Coyote Shook is a cartoonist and Appalachian expat living in Austin, Texas. They are a PhD student in American Studies at the University of Texas, Austin, where they study comics-as-research, sonic ecologies, and environmental humanities through a critical disability lens. They’re currently working on two graphic novels: the first, Little Debbie Wept: an Appalachian Gastro-Memoir, is an experimental comic that traces their relationship with food, disability, and transgender identity through recipes in their family’s cookbook, and the second, Yellow Birds: a New England History, is a comics-and-sound study of animals, crip-ecologies, and the ghost of Mary Baker Eddy in Shirley Jackson’s, Anne Sexton’s, and Willa Cather’s archival papers and writings.

They hold an MS in English Education from Fordham University and an MA in Gender Studies from the University of Wisconsin, Madison where they completed their first graphic essay: “Crippling Snow: Amputation, Prosthesis, and the Schoolhouse Blizzard of 1888.” They are a Fulbright Scholar (Poland, 2014) and an alumnx of Teach For America. Their comics, essays, and creative writing have appeared in The Wisconsin Review, The North Carolina Folklore Journal, and The Baum Bugle: a Journal of Oz. Most recently, their comic “Flu in the Arctic” was featured by the Society for Historians of the Gilded Age and Progressive Era and is included in the National Humanities Center Digital Library.

Coyote writes about Coyote the Beautiful:

“I cannot adequately describe how humbled and astounded I am with this incredible honor, and would like to dedicate Coyote the Beautiful to Anya Krugovoy Silver, my wonderfully wise and deeply missed friend and mentor who first introduced me to Russian fairy tales and taught me how bitterness and sweetness can co-exist within the magnificent untidiness of a human life.”

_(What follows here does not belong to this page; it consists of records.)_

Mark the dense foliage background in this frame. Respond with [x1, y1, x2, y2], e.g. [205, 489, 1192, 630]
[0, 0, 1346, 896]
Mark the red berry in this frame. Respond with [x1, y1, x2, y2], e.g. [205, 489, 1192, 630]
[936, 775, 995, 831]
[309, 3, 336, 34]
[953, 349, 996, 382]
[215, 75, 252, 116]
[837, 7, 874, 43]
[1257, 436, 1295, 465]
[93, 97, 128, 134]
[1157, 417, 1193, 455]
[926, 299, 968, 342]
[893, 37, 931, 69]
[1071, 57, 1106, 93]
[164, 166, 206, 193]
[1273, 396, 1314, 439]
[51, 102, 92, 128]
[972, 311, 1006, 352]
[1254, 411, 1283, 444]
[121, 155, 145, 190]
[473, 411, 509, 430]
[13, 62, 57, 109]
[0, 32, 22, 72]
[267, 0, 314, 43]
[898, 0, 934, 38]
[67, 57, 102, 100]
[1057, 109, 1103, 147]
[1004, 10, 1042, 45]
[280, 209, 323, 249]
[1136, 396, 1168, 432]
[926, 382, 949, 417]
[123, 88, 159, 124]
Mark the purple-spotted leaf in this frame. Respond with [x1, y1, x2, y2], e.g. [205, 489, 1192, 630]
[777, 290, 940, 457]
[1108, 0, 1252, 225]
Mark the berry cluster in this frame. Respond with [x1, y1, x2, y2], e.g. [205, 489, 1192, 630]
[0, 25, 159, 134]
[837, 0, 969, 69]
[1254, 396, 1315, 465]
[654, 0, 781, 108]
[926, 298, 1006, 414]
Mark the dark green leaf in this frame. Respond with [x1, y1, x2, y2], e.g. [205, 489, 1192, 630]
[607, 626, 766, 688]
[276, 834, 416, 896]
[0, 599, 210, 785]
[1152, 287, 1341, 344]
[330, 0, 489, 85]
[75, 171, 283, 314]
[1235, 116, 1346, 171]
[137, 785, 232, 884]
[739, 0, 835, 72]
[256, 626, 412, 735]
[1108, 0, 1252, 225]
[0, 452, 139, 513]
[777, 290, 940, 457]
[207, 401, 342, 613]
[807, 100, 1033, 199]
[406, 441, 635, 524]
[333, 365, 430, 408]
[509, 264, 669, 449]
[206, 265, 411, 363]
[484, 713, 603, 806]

The Florida Review congratulates Coyote and thanks all the amazing writers who submitted their work for the past year. We are looking forward to reading all the work that writers are submitting for this year’s chapbook award in the genres of fiction, poetry, nonfiction, and graphic narrative. We hope you make it just as hard for us to choose this year as you did last year. The 2020-2021 contest is now open.